This map utilizes data gathered in the 1850s from customers of New York’s Emigrant Industrial Savings Bank (EISB) to uncover patterns in Irish emigration and residence in New York. The EISB records are uniquely suited to this task because bank employees asked new Irish depositors precisely where they had been born. One might assume that since the Great Famine of the late 1840s and early 1850s caused suffering all over Ireland, the emigration rate from parish to parish would have been fairly uniform. What these maps show, however, is that in most cases, the emigration rate from parish to parish varied widely, and was determined not by the severity of the Famine, but by the extent to which residents of each parish had established ties to New York before the potato blight struck in 1846. (The parish names and boundaries found on these maps are what the Irish referred to as “civil parishes,” not Roman Catholic parishes.)

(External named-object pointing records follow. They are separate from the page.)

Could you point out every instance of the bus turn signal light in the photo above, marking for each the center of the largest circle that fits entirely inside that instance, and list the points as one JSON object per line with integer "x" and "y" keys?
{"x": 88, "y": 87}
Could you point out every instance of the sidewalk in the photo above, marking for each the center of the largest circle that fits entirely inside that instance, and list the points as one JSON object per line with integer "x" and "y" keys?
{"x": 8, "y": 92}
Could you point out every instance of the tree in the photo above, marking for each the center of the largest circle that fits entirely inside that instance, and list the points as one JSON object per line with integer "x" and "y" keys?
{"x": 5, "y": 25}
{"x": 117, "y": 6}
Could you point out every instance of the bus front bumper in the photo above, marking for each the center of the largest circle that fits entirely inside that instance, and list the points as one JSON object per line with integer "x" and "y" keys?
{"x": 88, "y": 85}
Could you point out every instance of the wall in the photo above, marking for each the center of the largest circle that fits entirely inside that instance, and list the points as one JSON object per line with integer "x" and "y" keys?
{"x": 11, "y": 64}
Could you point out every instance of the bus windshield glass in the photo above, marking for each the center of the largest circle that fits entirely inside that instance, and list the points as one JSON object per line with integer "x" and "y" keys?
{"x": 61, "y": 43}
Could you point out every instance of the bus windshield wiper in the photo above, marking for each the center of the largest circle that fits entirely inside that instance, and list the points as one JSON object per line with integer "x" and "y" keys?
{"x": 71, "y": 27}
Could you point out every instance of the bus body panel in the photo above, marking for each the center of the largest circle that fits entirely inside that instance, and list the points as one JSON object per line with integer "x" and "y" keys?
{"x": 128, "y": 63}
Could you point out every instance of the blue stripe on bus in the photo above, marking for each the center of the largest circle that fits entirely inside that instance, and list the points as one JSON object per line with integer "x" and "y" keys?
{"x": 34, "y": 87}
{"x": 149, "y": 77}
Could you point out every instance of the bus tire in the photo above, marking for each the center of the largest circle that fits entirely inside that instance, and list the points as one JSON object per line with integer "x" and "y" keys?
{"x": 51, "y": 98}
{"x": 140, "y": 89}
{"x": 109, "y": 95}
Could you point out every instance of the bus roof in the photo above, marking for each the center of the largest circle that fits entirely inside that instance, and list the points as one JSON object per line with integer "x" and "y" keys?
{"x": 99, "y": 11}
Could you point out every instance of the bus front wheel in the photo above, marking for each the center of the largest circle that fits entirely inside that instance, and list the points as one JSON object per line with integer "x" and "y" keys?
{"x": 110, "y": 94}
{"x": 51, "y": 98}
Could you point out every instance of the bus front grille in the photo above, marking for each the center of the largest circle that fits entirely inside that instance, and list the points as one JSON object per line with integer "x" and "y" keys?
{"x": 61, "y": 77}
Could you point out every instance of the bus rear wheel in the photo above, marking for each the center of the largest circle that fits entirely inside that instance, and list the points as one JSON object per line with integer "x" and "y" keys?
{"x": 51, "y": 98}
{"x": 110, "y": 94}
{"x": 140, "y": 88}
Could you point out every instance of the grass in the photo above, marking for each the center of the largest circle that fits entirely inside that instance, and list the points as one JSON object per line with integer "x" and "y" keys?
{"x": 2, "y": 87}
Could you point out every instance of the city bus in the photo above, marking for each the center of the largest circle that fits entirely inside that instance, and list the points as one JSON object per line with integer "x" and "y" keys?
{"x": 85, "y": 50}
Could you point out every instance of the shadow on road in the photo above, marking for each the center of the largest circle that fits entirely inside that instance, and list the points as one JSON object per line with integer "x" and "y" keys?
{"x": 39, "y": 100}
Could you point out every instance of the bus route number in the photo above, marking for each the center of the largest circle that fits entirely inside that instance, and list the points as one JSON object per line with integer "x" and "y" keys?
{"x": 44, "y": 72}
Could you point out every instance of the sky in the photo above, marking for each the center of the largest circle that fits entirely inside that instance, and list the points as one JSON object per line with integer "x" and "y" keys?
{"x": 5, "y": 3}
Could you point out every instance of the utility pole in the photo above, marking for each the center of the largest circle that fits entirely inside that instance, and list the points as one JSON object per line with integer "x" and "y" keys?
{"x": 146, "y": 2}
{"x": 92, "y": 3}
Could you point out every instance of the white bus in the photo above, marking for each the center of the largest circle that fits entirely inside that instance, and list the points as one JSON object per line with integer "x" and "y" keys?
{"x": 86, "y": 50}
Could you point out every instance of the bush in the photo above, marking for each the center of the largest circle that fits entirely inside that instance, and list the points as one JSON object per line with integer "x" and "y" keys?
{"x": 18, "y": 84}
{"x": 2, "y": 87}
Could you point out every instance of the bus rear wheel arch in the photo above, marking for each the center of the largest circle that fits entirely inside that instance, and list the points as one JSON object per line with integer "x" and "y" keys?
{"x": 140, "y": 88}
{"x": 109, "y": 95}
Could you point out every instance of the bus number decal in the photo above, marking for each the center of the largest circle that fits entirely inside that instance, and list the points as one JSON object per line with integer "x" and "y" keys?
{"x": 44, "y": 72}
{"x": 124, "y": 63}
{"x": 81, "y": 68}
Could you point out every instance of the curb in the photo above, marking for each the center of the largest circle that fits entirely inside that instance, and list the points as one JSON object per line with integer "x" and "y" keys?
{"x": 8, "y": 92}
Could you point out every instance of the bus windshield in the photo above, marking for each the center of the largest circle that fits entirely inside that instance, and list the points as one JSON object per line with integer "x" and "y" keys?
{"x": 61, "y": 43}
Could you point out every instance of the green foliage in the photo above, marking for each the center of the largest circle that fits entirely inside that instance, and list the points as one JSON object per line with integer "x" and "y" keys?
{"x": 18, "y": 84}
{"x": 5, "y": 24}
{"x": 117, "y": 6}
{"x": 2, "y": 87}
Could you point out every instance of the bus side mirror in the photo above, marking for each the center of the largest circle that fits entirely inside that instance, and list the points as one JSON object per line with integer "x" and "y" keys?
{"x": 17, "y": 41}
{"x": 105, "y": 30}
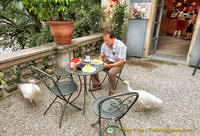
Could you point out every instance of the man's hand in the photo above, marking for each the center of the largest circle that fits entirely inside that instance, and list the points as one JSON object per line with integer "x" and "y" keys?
{"x": 106, "y": 65}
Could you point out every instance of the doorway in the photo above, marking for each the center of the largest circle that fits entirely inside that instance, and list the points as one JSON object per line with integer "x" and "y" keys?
{"x": 165, "y": 46}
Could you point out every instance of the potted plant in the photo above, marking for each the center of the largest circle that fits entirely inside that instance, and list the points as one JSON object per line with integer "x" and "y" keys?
{"x": 53, "y": 11}
{"x": 2, "y": 84}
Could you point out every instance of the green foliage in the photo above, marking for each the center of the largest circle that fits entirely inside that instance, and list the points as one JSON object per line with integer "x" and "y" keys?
{"x": 118, "y": 20}
{"x": 48, "y": 9}
{"x": 87, "y": 19}
{"x": 19, "y": 29}
{"x": 22, "y": 27}
{"x": 30, "y": 67}
{"x": 2, "y": 82}
{"x": 17, "y": 72}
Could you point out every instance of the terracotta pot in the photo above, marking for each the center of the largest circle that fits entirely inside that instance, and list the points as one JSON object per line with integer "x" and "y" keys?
{"x": 61, "y": 31}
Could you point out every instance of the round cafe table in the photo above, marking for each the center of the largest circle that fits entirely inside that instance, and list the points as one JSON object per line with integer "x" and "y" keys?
{"x": 99, "y": 68}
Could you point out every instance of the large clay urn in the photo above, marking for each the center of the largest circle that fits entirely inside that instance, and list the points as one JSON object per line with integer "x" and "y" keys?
{"x": 61, "y": 31}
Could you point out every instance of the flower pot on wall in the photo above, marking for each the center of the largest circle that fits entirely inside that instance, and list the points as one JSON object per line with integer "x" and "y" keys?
{"x": 61, "y": 31}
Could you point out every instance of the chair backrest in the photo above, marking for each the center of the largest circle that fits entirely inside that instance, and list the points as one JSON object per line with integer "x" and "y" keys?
{"x": 52, "y": 52}
{"x": 121, "y": 102}
{"x": 47, "y": 80}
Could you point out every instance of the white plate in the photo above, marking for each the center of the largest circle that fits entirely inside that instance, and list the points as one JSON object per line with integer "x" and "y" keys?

The map refers to “EISB emigrants” to remind users that our dataset is comprised of about 11,000 Irish immigrants who opened accounts from the EISB’s founding in 1850 to the fall of 1858 (for accounts opened after that date, deposit and withdrawal records are no longer extant). Given that there were about 200,000 Irish immigrants in New York in 1855, that means the EISB records represent about a 5% sample of the city’s Irish community. But bear in mind that it is not a perfect sample. For example, 43% of adult male Irish immigrants in New York in 1855 worked at jobs like day laborer that required no skills or training, while only 39% of the EISB Irish customers held such jobs. Still, the bank’s customers are fairly representative of the city’s Irish immigrant population.

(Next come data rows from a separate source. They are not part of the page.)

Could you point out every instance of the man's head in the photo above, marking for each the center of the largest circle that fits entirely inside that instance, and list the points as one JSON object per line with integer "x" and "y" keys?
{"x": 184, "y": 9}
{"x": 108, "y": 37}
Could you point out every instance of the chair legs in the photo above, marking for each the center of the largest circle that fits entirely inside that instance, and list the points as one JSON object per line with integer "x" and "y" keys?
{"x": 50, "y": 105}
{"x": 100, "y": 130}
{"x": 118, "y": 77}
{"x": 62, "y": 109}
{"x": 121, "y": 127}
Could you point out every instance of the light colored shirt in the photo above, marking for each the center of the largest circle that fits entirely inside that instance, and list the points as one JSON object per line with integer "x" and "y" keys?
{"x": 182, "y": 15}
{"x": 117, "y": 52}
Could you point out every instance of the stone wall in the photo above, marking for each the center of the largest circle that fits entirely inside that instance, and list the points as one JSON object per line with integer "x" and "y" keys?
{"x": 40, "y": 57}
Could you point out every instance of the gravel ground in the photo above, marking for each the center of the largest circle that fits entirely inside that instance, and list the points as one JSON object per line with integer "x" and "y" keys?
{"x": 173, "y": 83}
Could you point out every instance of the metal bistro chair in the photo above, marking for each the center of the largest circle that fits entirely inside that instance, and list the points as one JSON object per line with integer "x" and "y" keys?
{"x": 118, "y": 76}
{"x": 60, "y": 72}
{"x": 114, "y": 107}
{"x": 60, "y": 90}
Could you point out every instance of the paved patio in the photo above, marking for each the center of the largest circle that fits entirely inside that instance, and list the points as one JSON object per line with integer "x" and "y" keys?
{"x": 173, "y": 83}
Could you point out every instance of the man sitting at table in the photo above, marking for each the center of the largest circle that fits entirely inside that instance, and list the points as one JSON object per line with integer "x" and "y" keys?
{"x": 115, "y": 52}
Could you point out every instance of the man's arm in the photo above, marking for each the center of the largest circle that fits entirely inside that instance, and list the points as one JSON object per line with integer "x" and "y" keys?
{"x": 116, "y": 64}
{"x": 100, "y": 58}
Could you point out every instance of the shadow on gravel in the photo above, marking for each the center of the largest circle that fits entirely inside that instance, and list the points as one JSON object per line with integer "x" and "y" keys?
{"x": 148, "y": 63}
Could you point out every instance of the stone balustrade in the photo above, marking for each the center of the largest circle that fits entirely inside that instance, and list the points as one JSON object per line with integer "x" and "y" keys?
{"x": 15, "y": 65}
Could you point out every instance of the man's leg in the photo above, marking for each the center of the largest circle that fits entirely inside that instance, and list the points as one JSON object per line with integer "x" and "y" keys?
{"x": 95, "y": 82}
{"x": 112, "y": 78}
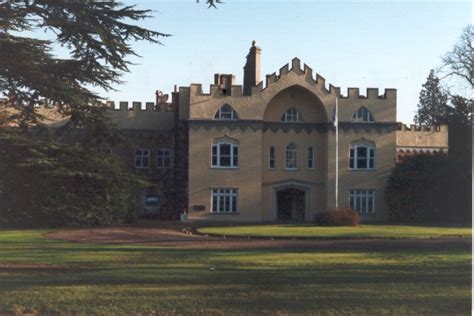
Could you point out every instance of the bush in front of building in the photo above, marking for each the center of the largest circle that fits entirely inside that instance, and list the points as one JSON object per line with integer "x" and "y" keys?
{"x": 432, "y": 189}
{"x": 338, "y": 217}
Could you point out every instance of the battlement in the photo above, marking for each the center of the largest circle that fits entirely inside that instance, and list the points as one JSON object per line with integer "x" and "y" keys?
{"x": 371, "y": 93}
{"x": 422, "y": 137}
{"x": 314, "y": 79}
{"x": 140, "y": 107}
{"x": 422, "y": 128}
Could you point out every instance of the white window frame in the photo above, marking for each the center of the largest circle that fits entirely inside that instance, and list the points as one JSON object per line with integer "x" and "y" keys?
{"x": 140, "y": 155}
{"x": 293, "y": 151}
{"x": 224, "y": 200}
{"x": 226, "y": 112}
{"x": 291, "y": 116}
{"x": 362, "y": 200}
{"x": 363, "y": 115}
{"x": 310, "y": 162}
{"x": 161, "y": 155}
{"x": 234, "y": 158}
{"x": 271, "y": 157}
{"x": 370, "y": 150}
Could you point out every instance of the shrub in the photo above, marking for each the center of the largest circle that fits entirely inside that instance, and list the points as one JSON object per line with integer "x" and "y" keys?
{"x": 338, "y": 217}
{"x": 429, "y": 189}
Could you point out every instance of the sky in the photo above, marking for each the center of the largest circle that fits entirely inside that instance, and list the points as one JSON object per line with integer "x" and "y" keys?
{"x": 391, "y": 44}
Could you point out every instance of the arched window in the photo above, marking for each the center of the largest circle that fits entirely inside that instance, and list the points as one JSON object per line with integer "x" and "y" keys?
{"x": 363, "y": 115}
{"x": 310, "y": 158}
{"x": 226, "y": 112}
{"x": 291, "y": 157}
{"x": 271, "y": 157}
{"x": 163, "y": 158}
{"x": 225, "y": 155}
{"x": 291, "y": 116}
{"x": 362, "y": 157}
{"x": 141, "y": 158}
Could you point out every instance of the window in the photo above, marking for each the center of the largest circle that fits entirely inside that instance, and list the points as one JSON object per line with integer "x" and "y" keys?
{"x": 141, "y": 158}
{"x": 362, "y": 157}
{"x": 163, "y": 158}
{"x": 271, "y": 157}
{"x": 226, "y": 112}
{"x": 225, "y": 154}
{"x": 362, "y": 200}
{"x": 363, "y": 115}
{"x": 224, "y": 200}
{"x": 291, "y": 116}
{"x": 310, "y": 158}
{"x": 291, "y": 157}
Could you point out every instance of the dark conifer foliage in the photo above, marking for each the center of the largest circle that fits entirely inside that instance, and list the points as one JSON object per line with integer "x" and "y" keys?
{"x": 61, "y": 176}
{"x": 99, "y": 37}
{"x": 432, "y": 106}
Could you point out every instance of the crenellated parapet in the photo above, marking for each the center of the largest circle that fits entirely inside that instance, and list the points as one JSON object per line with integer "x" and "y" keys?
{"x": 422, "y": 139}
{"x": 371, "y": 93}
{"x": 140, "y": 106}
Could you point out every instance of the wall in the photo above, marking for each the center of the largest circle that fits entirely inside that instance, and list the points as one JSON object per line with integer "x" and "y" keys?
{"x": 422, "y": 137}
{"x": 247, "y": 178}
{"x": 384, "y": 138}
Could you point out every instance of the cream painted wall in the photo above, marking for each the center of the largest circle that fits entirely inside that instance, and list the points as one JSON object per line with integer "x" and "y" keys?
{"x": 246, "y": 178}
{"x": 384, "y": 141}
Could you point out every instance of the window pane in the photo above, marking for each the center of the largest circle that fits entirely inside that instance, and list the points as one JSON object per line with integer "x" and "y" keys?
{"x": 234, "y": 203}
{"x": 214, "y": 202}
{"x": 225, "y": 149}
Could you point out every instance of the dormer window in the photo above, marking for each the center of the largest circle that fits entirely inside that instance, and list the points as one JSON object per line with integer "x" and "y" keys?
{"x": 226, "y": 112}
{"x": 363, "y": 115}
{"x": 291, "y": 116}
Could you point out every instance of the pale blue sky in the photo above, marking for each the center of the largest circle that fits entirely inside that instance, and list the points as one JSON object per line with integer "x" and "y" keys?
{"x": 351, "y": 44}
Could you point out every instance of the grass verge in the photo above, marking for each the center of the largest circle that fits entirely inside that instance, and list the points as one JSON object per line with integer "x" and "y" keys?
{"x": 39, "y": 275}
{"x": 362, "y": 231}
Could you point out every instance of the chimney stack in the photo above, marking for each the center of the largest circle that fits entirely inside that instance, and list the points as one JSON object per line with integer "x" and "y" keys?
{"x": 252, "y": 69}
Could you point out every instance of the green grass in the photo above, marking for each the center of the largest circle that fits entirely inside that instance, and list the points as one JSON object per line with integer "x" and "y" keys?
{"x": 363, "y": 231}
{"x": 49, "y": 276}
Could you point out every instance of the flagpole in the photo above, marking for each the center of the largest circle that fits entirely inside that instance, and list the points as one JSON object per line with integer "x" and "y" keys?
{"x": 336, "y": 125}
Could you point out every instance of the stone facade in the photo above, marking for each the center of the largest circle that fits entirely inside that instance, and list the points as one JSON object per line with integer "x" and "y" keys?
{"x": 267, "y": 152}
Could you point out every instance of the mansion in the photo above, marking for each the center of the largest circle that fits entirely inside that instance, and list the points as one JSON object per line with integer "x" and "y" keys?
{"x": 265, "y": 151}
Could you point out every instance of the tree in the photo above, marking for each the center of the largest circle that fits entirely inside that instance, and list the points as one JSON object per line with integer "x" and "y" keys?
{"x": 60, "y": 177}
{"x": 95, "y": 33}
{"x": 459, "y": 61}
{"x": 432, "y": 106}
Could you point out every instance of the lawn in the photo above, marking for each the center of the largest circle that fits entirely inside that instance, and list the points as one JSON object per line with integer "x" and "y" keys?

One of the most useful versions of the Irish map documents the per capita emigration rate by parish. That data gives the best sense of how much each parish was impacted by emigration. Keep in mind that the per capita figures, which represent the number of EISB depositors per 100,000 parish inhabitants, do not represent the total number of emigrants from a given parish. The actual number would have been much higher. But one can use these numbers to compare the rate of emigration from one parish to the next.
Finally, note that because Ireland’s major cities were subdivided into many tiny parishes that would not be visible on maps of this scale, the population of major cities is given in total and not broken down by parish.